Anna Fürst, auch Anni oder Anne genannt, wurde am 12. Juli 1913 als einzige Tochter der Eheleute Moritz Max Fürst und Salomea Fürst, geb. Schmulewitz in Konstanz geboren. Hier lebte sie mit ihren etwa 1912 nach Konstanz gekommenen Eltern, ab 1920 im Haus in der Rheingasse 15, das ihr Vater 1920/1921 käuflich erwarb.
In den ersten Schuljahren besuchte Anna eigenen Angaben zufolge die Mädchenschule des Klosters Zoffingen. Sie galt als kränkliches Kind. Der Arzt empfahl der 12-Jährigen zur Stärkung und Besserung Ziegenmilch zu konsumieren.
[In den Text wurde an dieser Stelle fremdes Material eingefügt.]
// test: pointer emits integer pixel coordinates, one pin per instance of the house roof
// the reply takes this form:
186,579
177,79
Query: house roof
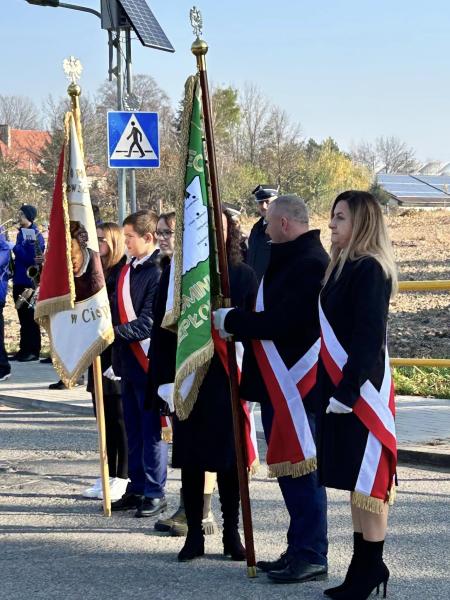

Damit diese immer verfügbar sein konnte, richtete der Vater in einem Unterstand im Hof einen Ziegenstall ein, wo er zeitweise sogar zwei Ziegen hielt. Anhaltende Beschwerden der Nachbarn beschäftigten die Ämter über einen längeren Zeitraum, schließlich wurde die Haltung einer Ziege von Amts wegen für einen befristeten Zeitraum ausdrücklich genehmigt.
In Konstanz oder in der Nähe lebten zeitweilig auch engere Verwandte, ein Bruder der Mutter mit seinen Kindern, die 1915 und 1918 in Singen geboren wurden.
Bis 1928 besuchte Anna nach der Volksschule die Friedrich Luisen Realschule, ab 1930 war Anna Fürst Schülerin der Handelsschule. Nach ihrem Abschluss an eben dieser wurde die junge Frau erst Lehrling und schließlich Kontoristin und Sekretärin im Geschäft ihres Vaters. In der Einwohnermeldekarte wird die erwachsene Anna mit dem Beruf Kontoristin aufgeführt.
Wie ihren Eltern wurde auch Anne am 1. Dezember 1933 die deutsche Staatsangehörigkeit entzogen, auch durfte sie nicht mehr ihren Geburtsnamen Fürst angeben, sondern musste von nun an den Namen mit der polnischen Schreibweise FERZST beibehalten.
Vom 16. Januar 1936 bis zum 21. April 1936 hielt sich Anna Fürst laut dieser Karteikarte in Sonderhausen auf und von Juni bis zum 19. November 1936 war sie in Kolberg, dem heutigen Kolobrzeg.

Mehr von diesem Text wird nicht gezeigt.